Response by the Majority and Commissioner Wilson
In a joint statement, the majority asserted that the staff’s investigation considered both vertical and horizontal theories of potential harm, and ultimately only raised concerns about Staples’ access to Essendant’s customers’ competitively sensitive information. In response to the dissent, the majority defended the thoroughness of the investigation, noting more than a hundred market-participant interviews, analysis of third-party data, review of millions of documents, and a sophisticated economic analysis. The primary theory of harm that was considered and rejected involved whether Staples would raise Essendant’s prices. The evidence showed, according to the majority, that customers would switch to Essendant’s largest competitor rather than to Staples if faced with a price increase. The majority also explained that their decision did not rest on efficiencies, as suggested by the dissenting statements, but rather on “the absence of evidence that this acquisition will result in anticompetitive harm outside of the specific area addressed in our order.” In response to Commissioner Slaughter’s dissent, the majority made particular note of the series of public hearings held last year by the Commission to examine many issues of competition policy and enforcement, including vertical mergers.

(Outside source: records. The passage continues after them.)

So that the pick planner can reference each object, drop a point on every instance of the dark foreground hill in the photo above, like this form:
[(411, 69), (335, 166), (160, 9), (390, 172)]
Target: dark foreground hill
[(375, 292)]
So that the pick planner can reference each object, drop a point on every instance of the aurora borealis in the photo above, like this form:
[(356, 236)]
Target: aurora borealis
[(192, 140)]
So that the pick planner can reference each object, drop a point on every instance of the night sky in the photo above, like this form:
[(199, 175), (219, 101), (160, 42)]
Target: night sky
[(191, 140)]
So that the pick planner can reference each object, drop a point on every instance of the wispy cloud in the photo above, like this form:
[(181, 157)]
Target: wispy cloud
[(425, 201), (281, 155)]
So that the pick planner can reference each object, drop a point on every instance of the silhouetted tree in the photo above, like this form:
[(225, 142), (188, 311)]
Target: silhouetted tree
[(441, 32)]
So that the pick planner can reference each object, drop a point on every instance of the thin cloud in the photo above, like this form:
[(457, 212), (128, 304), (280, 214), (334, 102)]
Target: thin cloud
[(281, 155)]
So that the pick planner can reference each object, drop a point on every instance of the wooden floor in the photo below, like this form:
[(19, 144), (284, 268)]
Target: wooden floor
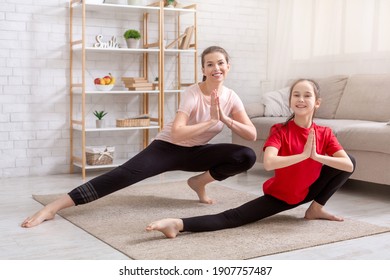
[(60, 240)]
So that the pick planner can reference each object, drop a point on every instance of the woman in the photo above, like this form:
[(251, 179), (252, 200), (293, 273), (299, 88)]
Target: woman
[(182, 145)]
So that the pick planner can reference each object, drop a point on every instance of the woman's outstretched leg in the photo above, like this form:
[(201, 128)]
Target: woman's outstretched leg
[(198, 184), (48, 212)]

In a separate statement, Commissioner Wilson said that the dissent cited “left-leaning Washington think tanks” to echo the claim that “antitrust policy has long been too permissive.” She countered that “there is scant evidence that markets are less competitive today than they were in some ill-defined golden age of yore.” Instead, Commissioner Wilson suggested that the criticism of a “too permissive” antitrust policy relies on “highly flawed analyses” that “assumes increased concentration, and consequently consumer harm, using ad hoc estimates of increased revenue shares.” On vertical mergers, Commissioner Wilson stated that “vertical mergers by definition combine firms that operate at different levels of production [and] [c]onsequently… [do] not alter concentration in any relevant market.”
Conclusion
The various separate statements show some common ground among the commissioners, at least agreeing that vertical mergers do require some antitrust scrutiny; however, there appears to be significant divergence as to the degree of scrutiny that is required. Until the DOJ brought the AT&T/Time Warner case, it was fairly well understood how the antitrust agencies and the courts would treat vertical mergers. But going forward, their treatment is perhaps the most interesting antirust question of 2019. The DC Circuit and the antitrust agencies will have much to say on the question; there is even talk of the antitrust enforcement agencies issuing new vertical merger guidelines to replace the current ones that were issued in 1984. Watch this space.